In the accommodation or at the sanitary facilities, you will mostly see the Pholcus phalangioides, a spider that is easy to identify with its long legs and small abdomen. Totally harmless, it can often be seen in the corners of rooms, high up. In fact, it is quite funny because if it feels in danger, it vibrates its web to move so fast that it disappears from our sight.

Insect hunters

Their main role is to capture insects such as flies and mosquitoes. The phalangid moth can even capture other spiders. They are great partners, so you can let them live their lives without worry.

If I am afraid, what can I do?

To begin with, you should know that a spider can reweave in just a few hours. Even regular and careful cleaning cannot prevent spider webs. However, if you want to avoid their presence you can:

  • Put tomato leaves near the windows, they don’t like that.
  • The same with lavender, a few sprigs near the openings, to be picked in our lavender field or a little essential oil. And it smells good!
  • Finally, you can spray a little white vinegar around the windows, it doesn’t smell as good but it’s effective.


insects of the campsite
CC BY Sandrine Néel

We finish with the mosquitoes, usually not very present in the region because there is not much water.

Are mosquitoes really good for anything?

It is less well known, but mosquitoes feed on flower nectar and therefore also help to pollinate plants.

They are especially important in wetlands. The larvae filter up to 2L of water per day, and are a natural purification station for these stagnant waters. They contribute to the ecological health of these areas and are even an indicator of the richness of the biodiversity found there. Finally, the larvae and adults form part of a food chain by feeding other insects and birds. Very useful, we tell you!
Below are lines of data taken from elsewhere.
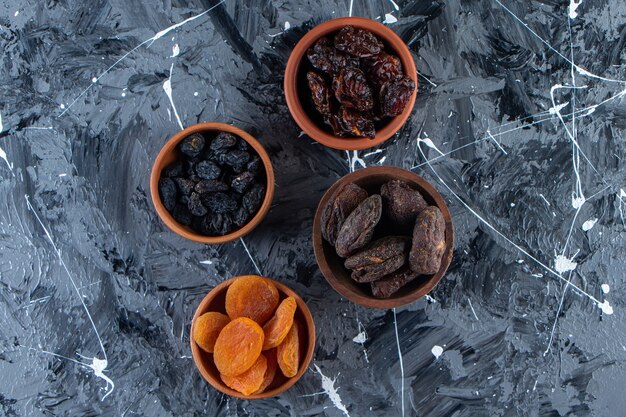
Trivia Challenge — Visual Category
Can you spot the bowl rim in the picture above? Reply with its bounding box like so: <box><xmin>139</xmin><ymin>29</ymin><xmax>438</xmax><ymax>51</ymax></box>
<box><xmin>150</xmin><ymin>122</ymin><xmax>274</xmax><ymax>244</ymax></box>
<box><xmin>312</xmin><ymin>166</ymin><xmax>454</xmax><ymax>308</ymax></box>
<box><xmin>189</xmin><ymin>275</ymin><xmax>316</xmax><ymax>400</ymax></box>
<box><xmin>284</xmin><ymin>17</ymin><xmax>418</xmax><ymax>150</ymax></box>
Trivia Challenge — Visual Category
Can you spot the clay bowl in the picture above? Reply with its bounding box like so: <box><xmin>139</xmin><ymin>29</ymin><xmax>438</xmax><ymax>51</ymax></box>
<box><xmin>150</xmin><ymin>122</ymin><xmax>274</xmax><ymax>245</ymax></box>
<box><xmin>285</xmin><ymin>17</ymin><xmax>417</xmax><ymax>150</ymax></box>
<box><xmin>190</xmin><ymin>277</ymin><xmax>315</xmax><ymax>400</ymax></box>
<box><xmin>313</xmin><ymin>167</ymin><xmax>454</xmax><ymax>308</ymax></box>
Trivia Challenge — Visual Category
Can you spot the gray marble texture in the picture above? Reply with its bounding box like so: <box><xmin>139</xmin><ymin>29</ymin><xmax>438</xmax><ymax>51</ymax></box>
<box><xmin>0</xmin><ymin>0</ymin><xmax>626</xmax><ymax>417</ymax></box>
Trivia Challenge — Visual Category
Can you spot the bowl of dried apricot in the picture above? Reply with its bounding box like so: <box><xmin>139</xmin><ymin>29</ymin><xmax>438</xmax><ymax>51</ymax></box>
<box><xmin>284</xmin><ymin>17</ymin><xmax>417</xmax><ymax>150</ymax></box>
<box><xmin>150</xmin><ymin>123</ymin><xmax>274</xmax><ymax>244</ymax></box>
<box><xmin>190</xmin><ymin>275</ymin><xmax>315</xmax><ymax>399</ymax></box>
<box><xmin>313</xmin><ymin>167</ymin><xmax>454</xmax><ymax>308</ymax></box>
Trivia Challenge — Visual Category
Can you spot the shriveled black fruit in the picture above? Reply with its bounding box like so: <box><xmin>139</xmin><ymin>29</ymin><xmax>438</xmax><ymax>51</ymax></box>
<box><xmin>202</xmin><ymin>193</ymin><xmax>237</xmax><ymax>213</ymax></box>
<box><xmin>187</xmin><ymin>192</ymin><xmax>207</xmax><ymax>216</ymax></box>
<box><xmin>230</xmin><ymin>171</ymin><xmax>254</xmax><ymax>194</ymax></box>
<box><xmin>172</xmin><ymin>204</ymin><xmax>193</xmax><ymax>226</ymax></box>
<box><xmin>178</xmin><ymin>133</ymin><xmax>205</xmax><ymax>158</ymax></box>
<box><xmin>174</xmin><ymin>178</ymin><xmax>195</xmax><ymax>195</ymax></box>
<box><xmin>161</xmin><ymin>161</ymin><xmax>185</xmax><ymax>178</ymax></box>
<box><xmin>209</xmin><ymin>132</ymin><xmax>237</xmax><ymax>151</ymax></box>
<box><xmin>195</xmin><ymin>161</ymin><xmax>222</xmax><ymax>180</ymax></box>
<box><xmin>242</xmin><ymin>184</ymin><xmax>265</xmax><ymax>214</ymax></box>
<box><xmin>159</xmin><ymin>178</ymin><xmax>177</xmax><ymax>212</ymax></box>
<box><xmin>194</xmin><ymin>180</ymin><xmax>228</xmax><ymax>194</ymax></box>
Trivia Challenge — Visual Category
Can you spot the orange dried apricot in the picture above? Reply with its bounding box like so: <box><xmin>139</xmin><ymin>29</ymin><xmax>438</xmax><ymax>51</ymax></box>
<box><xmin>193</xmin><ymin>311</ymin><xmax>230</xmax><ymax>353</ymax></box>
<box><xmin>220</xmin><ymin>354</ymin><xmax>267</xmax><ymax>395</ymax></box>
<box><xmin>276</xmin><ymin>320</ymin><xmax>301</xmax><ymax>378</ymax></box>
<box><xmin>213</xmin><ymin>317</ymin><xmax>265</xmax><ymax>376</ymax></box>
<box><xmin>263</xmin><ymin>297</ymin><xmax>297</xmax><ymax>350</ymax></box>
<box><xmin>253</xmin><ymin>349</ymin><xmax>278</xmax><ymax>394</ymax></box>
<box><xmin>226</xmin><ymin>275</ymin><xmax>278</xmax><ymax>325</ymax></box>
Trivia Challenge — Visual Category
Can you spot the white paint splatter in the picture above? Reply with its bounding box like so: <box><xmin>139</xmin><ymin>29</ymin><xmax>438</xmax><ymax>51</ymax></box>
<box><xmin>383</xmin><ymin>13</ymin><xmax>398</xmax><ymax>24</ymax></box>
<box><xmin>170</xmin><ymin>43</ymin><xmax>180</xmax><ymax>58</ymax></box>
<box><xmin>598</xmin><ymin>300</ymin><xmax>613</xmax><ymax>315</ymax></box>
<box><xmin>352</xmin><ymin>332</ymin><xmax>367</xmax><ymax>345</ymax></box>
<box><xmin>554</xmin><ymin>254</ymin><xmax>578</xmax><ymax>274</ymax></box>
<box><xmin>583</xmin><ymin>218</ymin><xmax>598</xmax><ymax>232</ymax></box>
<box><xmin>163</xmin><ymin>63</ymin><xmax>184</xmax><ymax>130</ymax></box>
<box><xmin>430</xmin><ymin>345</ymin><xmax>443</xmax><ymax>359</ymax></box>
<box><xmin>568</xmin><ymin>0</ymin><xmax>583</xmax><ymax>19</ymax></box>
<box><xmin>313</xmin><ymin>363</ymin><xmax>350</xmax><ymax>417</ymax></box>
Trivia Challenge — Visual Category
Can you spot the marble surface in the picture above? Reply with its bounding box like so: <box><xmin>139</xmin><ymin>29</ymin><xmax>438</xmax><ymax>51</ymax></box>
<box><xmin>0</xmin><ymin>0</ymin><xmax>626</xmax><ymax>417</ymax></box>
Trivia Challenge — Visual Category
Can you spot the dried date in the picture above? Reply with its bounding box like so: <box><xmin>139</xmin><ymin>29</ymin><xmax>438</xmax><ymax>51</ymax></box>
<box><xmin>321</xmin><ymin>183</ymin><xmax>367</xmax><ymax>246</ymax></box>
<box><xmin>380</xmin><ymin>180</ymin><xmax>428</xmax><ymax>231</ymax></box>
<box><xmin>371</xmin><ymin>265</ymin><xmax>419</xmax><ymax>298</ymax></box>
<box><xmin>332</xmin><ymin>67</ymin><xmax>374</xmax><ymax>112</ymax></box>
<box><xmin>335</xmin><ymin>194</ymin><xmax>382</xmax><ymax>258</ymax></box>
<box><xmin>335</xmin><ymin>26</ymin><xmax>384</xmax><ymax>58</ymax></box>
<box><xmin>380</xmin><ymin>77</ymin><xmax>415</xmax><ymax>117</ymax></box>
<box><xmin>306</xmin><ymin>71</ymin><xmax>333</xmax><ymax>116</ymax></box>
<box><xmin>409</xmin><ymin>206</ymin><xmax>446</xmax><ymax>275</ymax></box>
<box><xmin>344</xmin><ymin>236</ymin><xmax>409</xmax><ymax>282</ymax></box>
They are obviously known for their propensity to transmit diseases. In France, however, this is very rare. The main disadvantage is therefore an itchy pimple, and perhaps a disturbed night.

So what do we do?

Firstly, to avoid flying insects of all kinds, turn off the lights when you open your tent or the windows of your accommodation. For mosquitoes in particular, here are some tips:

  • Eating cheese, drinking beer or putting on perfume attracts them. Use this information as you see fit 😉
  • There are no really effective repellents that are harmless to humans, wearing large loose clothing remains the best protection.
  • We avoid stagnant water outside where they will come to lay their eggs.
  • More generally, we keep or create natural wetlands, like our natural pond, where all the predators are there to regulate their population.
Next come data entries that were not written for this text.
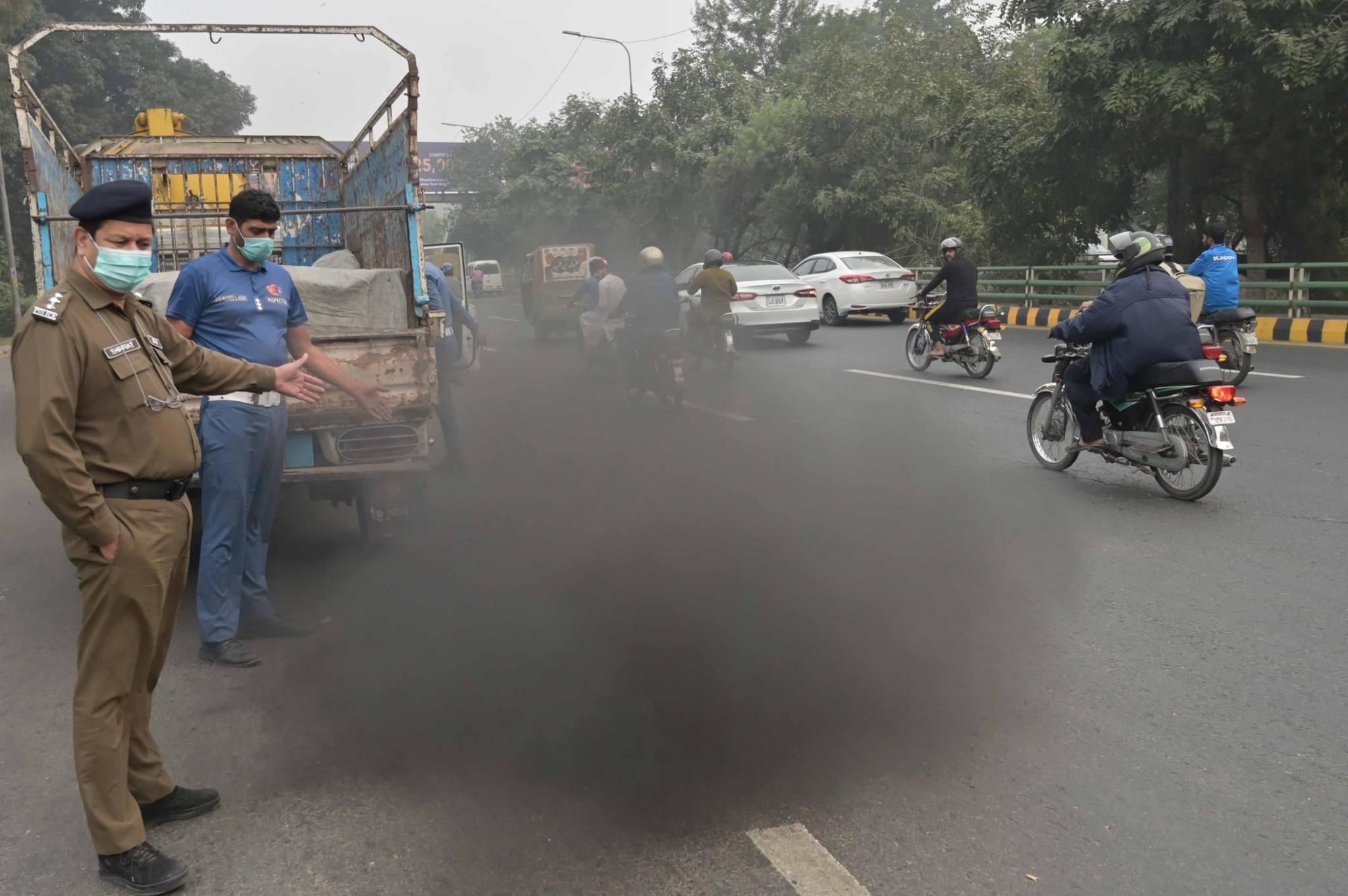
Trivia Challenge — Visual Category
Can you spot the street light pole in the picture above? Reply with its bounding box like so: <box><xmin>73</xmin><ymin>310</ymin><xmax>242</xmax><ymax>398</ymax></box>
<box><xmin>0</xmin><ymin>143</ymin><xmax>19</xmax><ymax>332</ymax></box>
<box><xmin>562</xmin><ymin>31</ymin><xmax>636</xmax><ymax>93</ymax></box>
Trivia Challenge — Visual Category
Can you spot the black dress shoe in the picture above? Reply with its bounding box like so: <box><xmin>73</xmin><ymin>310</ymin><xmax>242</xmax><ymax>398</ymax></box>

Come and live in nature with the insects of the campsite

We hope that after reading this, you will feel less apprehensive – or more pleased? – to come across the insects on the campsite. In the end, they are not very annoying, given their great usefulness to the living world. Living in nature also means accepting their presence. Moreover, contrary to popular belief, their presence is not dirty but rather a sign of a healthy environment. Have a good holiday!